We move rapidly from this point, into the Manifest Destiny period:
Now began the great era of Reconstruction and development. Lumbering prairie schooners rolled westward over plains, through rivers… To the Indians, watching from hidden places, the spinning wagon wheels recalled the old story: the white man will build a campfire on your hunting ground. Then he’ll build a house. Then a fence—to keep you out. The Indian massacres wrote chapters of horror into the story of the west. But the lusty bustling western town springing up in a hundred places confirmed the end of the Indian wars.

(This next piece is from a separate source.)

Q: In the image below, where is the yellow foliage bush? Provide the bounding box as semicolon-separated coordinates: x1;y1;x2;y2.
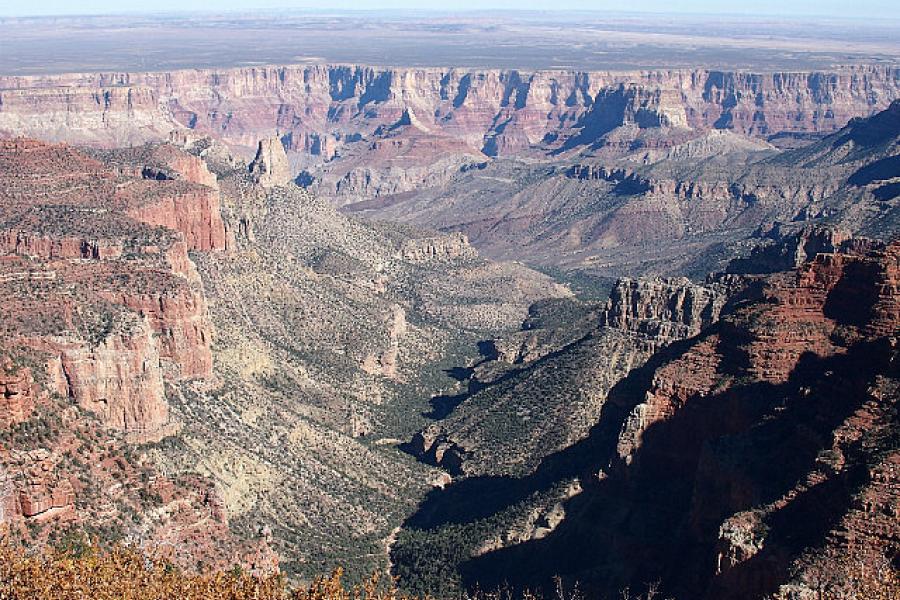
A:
0;544;411;600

Again, the whiplash of hearing real history–the “old story” of colonization beginning with a campfire and ending with massacres–is unexpected, and of course painful when the massacres are identified as being committed by Indigenous people rather than white colonizers. Again, Indigenous people are described as being cheated and harmed, and having a just cause for anger, but then as immediately leaping to all-out massacre and war, which simply is not true. And again, the inevitability of “Indian disappearance” is referenced. When the “Indian wars” end, we understand the “Indian” to end as well. This clip actually ends with a re-enactment of a railroad connection being finished as a crowd watches in the late 1800s; as the final spike is driven, two Plains Indigenous men in full feather regalia grab their heads in dismay and run off screen. It’s as plain a signaling of “past” making way for “future” as one could ever ask for.

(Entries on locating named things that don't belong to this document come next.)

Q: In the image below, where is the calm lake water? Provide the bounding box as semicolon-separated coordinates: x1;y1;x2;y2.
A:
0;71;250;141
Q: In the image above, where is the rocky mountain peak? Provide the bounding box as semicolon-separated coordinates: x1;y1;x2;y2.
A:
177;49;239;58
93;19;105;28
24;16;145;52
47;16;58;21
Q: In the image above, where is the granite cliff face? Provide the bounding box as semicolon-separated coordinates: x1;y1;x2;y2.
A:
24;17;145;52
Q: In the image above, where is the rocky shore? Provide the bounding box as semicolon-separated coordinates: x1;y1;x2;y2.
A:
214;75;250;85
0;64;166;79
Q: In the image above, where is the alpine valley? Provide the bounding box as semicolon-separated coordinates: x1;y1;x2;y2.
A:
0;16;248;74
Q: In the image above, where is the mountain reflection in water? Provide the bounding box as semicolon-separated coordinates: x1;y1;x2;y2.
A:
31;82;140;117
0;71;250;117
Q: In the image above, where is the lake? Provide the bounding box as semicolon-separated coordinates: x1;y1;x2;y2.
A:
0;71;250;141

We speed through Teddy Roosevelt and his cousin FDR right up to Pearl Harbor, and the movie concludes with a good deal of footage of draftees training and planes flying and ships sailing. We, the eternal audience of “modern” Americans, are asked to call upon our proud history as a nation in order to find the desire to fight this war. Our history of welcoming immigrants of all races and religions, of working toward democracy from day one in 1620, of rejecting war with “our brothers” as ridiculous and sad, of lusty economic development that banished the darkness of the primitive past with the light of the just and equal future… this is what we were meant to think of then, and are instructed to think of now.

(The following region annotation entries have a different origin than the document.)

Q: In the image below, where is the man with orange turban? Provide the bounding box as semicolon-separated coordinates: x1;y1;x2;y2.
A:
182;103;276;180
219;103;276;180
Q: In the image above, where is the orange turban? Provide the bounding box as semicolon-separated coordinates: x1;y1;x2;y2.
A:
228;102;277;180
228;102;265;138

There are many problems with fake history. First, it’s not convincing. Americans know from their own experience what this nation is like in their own time, and how previous times got them there. Second, and perhaps worse, that very unconvincing nature makes it believable–it’s the fantasy many people want to believe, because it makes discrimination in the present the fault of the victims: America has always been fair to everyone, so if you aren’t succeeding it’s your own fault. If I’m succeeding, it’s because I earned it. it’s history as wish fulfillment. Finally, for now, it makes history unnecessary and boring because it only retells the truth we already believe and want to believe. Maybe once in a while you need to relate parts of it, in order to shut people up who are complaining, but thinking that history matters is the same as thinking that we need to be taught what America is and what it’s meant to be. If you think real history is important, it’s because you think we still have something to learn or improve on, that the past wasn’t perfect, and that we need to do better. And that means you’ll question or challenge injustice today, which is not what the people leading the war on history want, in any time period. Not in 1942, and not today.
Any democracy that isn’t strong enough to learn about and from its mistakes will never stand. A war on history is a war on democracy. Let that be the moral you take away from any motivational short, and every attack on teaching real history in our schools.